The Role of Principal Angles in Subspace Classification

TL;DR

This paper investigates how the geometry of subspaces, specifically principal angles, affects classification accuracy, and introduces a new transform (TRAIT) to optimize these angles for improved signal classification.

Contribution

The paper introduces TRAIT, a linear transform that optimizes principal angles to enhance subspace classification, complementing existing methods like LRT.

Findings

TRAIT improves classification accuracy on synthetic data.

Larger principal angles correlate with lower misclassification probability.

TRAIT outperforms existing transforms in the presence of model mismatch.

Abstract

Subspace models play an important role in a wide range of signal processing tasks, and this paper explores how the pairwise geometry of subspaces influences the probability of misclassification.

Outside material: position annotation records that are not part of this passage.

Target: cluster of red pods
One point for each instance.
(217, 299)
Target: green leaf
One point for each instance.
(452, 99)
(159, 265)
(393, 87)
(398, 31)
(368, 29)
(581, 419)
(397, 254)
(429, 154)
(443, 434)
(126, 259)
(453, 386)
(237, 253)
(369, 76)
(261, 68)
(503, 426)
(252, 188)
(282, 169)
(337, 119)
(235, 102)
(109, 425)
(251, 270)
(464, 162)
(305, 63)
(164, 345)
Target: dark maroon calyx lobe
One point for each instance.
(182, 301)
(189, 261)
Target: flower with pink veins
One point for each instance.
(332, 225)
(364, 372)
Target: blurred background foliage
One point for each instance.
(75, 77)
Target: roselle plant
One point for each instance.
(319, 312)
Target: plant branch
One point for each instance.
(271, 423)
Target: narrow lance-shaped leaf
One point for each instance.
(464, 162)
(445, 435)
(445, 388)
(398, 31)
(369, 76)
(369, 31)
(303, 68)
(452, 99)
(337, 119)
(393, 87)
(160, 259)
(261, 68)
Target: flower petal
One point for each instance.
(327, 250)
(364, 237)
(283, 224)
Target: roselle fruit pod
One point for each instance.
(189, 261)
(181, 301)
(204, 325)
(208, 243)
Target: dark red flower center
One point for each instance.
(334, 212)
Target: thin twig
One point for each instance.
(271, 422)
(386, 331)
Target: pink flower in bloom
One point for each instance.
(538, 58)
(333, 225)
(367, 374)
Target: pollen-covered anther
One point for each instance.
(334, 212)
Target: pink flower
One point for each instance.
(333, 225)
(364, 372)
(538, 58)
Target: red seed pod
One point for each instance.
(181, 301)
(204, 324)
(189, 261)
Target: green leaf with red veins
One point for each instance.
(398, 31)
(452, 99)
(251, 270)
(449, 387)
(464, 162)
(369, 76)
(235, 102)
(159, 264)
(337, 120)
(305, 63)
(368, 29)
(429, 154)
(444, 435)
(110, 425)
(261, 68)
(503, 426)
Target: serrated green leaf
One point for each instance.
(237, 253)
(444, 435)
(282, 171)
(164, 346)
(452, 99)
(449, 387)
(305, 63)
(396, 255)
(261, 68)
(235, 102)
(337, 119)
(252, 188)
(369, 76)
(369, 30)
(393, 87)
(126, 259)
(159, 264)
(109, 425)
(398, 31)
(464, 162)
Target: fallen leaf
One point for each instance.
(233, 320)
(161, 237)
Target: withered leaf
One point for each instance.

When the mismatch between the signal and the model is vanishingly small, the probability of misclassification is determined by the product of the sines of the principal angles between subspaces. When the mismatch is more significant, the probability of misclassification is determined by the sum of the squares of the sines of the principal angles. Reliability of classification is derived in terms of the distribution of signal energy across principal vectors. Larger principal angles lead to smaller classification error, motivating a linear transform that optimizes principal angles. The transform presented here (TRAIT) preserves some specific characteristic of each individual class, and this approach is shown to be complementary to a previously developed transform (LRT) that enlarges inter-class distance while suppressing intra-class dispersion. Theoretical results are supported by demonstration of superior classification accuracy on synthetic and measured data even in the presence of significant model mismatch.